By Ana Mano
SAO PAULO (Reuters) – Brazil’s Supreme Court has upheld the suspension pending studies of a government plan to reduce a forest conservation park in the Amazon to allow for the building of a controversial railway to carry grains to northern ports.
Justice Alexandre de Moraes, in a ruling announced late on Wednesday, maintained the suspension of a 2017 decree that had authorized the reduction in the size of the Jamanxim National Forest, where the federal government had planned for the railroad to pass, according to a copy of the ruling.
The railway, which stretches almost 1,000 kilometer (621.37 miles) and is considered strategic to move soybeans and corn more efficiently to export markets, would reduce reliance on roads but also affect local communities in northern Brazilian states like Mato Grosso and Para.

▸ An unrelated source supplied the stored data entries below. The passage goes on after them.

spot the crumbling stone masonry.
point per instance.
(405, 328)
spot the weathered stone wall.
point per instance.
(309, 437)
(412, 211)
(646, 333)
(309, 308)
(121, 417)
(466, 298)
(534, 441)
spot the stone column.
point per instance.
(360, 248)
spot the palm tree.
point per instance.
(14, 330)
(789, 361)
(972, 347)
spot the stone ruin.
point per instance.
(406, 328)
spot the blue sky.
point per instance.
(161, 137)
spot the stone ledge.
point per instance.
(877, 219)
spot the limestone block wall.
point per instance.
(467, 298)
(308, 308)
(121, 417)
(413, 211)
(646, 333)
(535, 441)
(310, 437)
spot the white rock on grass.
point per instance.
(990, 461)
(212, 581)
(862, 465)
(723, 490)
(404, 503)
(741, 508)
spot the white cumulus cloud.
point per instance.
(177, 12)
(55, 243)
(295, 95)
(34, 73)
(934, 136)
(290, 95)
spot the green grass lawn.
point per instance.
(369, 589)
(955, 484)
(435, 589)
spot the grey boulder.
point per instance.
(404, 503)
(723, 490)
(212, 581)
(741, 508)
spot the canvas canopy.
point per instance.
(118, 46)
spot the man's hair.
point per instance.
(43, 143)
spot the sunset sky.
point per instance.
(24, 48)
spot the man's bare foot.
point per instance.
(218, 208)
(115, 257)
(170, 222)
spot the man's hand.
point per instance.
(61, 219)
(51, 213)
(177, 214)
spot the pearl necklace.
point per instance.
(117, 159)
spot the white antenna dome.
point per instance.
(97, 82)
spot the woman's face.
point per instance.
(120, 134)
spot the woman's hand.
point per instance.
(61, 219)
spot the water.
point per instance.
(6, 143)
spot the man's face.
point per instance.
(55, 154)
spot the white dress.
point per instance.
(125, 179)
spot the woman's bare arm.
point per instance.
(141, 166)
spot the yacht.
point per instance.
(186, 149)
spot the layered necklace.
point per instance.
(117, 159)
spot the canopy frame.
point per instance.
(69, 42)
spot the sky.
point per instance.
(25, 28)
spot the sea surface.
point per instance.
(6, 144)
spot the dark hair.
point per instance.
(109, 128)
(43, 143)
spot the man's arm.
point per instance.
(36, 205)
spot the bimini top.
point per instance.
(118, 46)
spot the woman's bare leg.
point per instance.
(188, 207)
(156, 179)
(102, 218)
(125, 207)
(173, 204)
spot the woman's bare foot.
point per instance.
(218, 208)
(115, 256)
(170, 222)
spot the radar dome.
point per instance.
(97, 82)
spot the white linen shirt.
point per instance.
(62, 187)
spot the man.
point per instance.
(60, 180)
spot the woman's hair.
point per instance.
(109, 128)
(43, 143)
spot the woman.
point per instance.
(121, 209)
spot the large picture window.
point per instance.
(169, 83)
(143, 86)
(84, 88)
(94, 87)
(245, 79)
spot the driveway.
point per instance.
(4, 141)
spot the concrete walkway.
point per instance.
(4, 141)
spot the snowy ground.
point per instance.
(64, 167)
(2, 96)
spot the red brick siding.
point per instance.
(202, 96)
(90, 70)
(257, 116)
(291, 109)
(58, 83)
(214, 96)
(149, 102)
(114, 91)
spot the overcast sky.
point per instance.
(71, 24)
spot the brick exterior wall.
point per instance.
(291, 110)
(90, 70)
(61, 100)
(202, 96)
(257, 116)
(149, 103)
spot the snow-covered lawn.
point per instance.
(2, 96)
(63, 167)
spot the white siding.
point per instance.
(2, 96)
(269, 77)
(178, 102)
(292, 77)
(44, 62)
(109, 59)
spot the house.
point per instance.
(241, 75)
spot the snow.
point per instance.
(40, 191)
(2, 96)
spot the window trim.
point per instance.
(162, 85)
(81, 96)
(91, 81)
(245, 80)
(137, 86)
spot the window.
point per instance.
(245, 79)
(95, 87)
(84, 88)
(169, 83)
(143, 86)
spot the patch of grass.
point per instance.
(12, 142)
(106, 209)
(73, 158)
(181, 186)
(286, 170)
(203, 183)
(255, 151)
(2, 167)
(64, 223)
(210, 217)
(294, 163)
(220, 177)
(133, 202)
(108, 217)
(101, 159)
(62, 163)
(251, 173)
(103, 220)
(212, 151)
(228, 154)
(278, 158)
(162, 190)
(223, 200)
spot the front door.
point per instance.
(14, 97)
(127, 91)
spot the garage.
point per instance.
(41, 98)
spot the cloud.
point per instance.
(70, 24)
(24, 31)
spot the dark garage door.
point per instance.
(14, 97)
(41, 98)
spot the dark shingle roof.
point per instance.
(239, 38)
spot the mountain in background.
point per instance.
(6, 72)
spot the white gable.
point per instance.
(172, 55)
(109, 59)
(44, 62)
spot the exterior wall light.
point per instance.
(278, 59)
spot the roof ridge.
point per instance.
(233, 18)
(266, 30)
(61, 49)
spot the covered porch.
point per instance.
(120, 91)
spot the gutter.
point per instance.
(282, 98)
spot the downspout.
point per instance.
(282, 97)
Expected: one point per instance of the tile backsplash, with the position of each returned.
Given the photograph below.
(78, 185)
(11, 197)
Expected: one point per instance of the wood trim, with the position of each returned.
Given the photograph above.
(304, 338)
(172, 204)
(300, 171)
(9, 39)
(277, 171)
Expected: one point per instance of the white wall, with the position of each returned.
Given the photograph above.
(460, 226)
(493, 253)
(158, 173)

Indigenous Kayapo communities who live near the park welcomed the decision after demonstrators at the court on Wednesday carried signs urging it to declare the decree unconstitutional and consult with indigenous communities.
A lawyer for the Kayapo, Melillo Dinis, said the ruling was a victory for the indigenous communities because they had not been consulted on the railway project and new studies would take into account the impact on their lives.
“From now on these studies should be carried out in a serious and socio-environmentally committed way,” he told Reuters.
The decision restores the original boundaries of the Jamanxim area, said Andre Maimoni, the attorney for PSOL, a leftist political party that brought the case before the Supreme Court, asking it to rule against the decree.
Speaking by phone, the lawyer said the government would now be expected to seek formal congressional approval if it decides to move forward with the railroad project, and it passes through conservation areas and impacts Indigenous territories.
“Moraes’ decision can be considered a victory, as it maintains the minimum requirements for approval of a large project like Ferrograo in terms of obtaining environmental licenses and respecting the rights of the communities affected by it,” Maimoni said.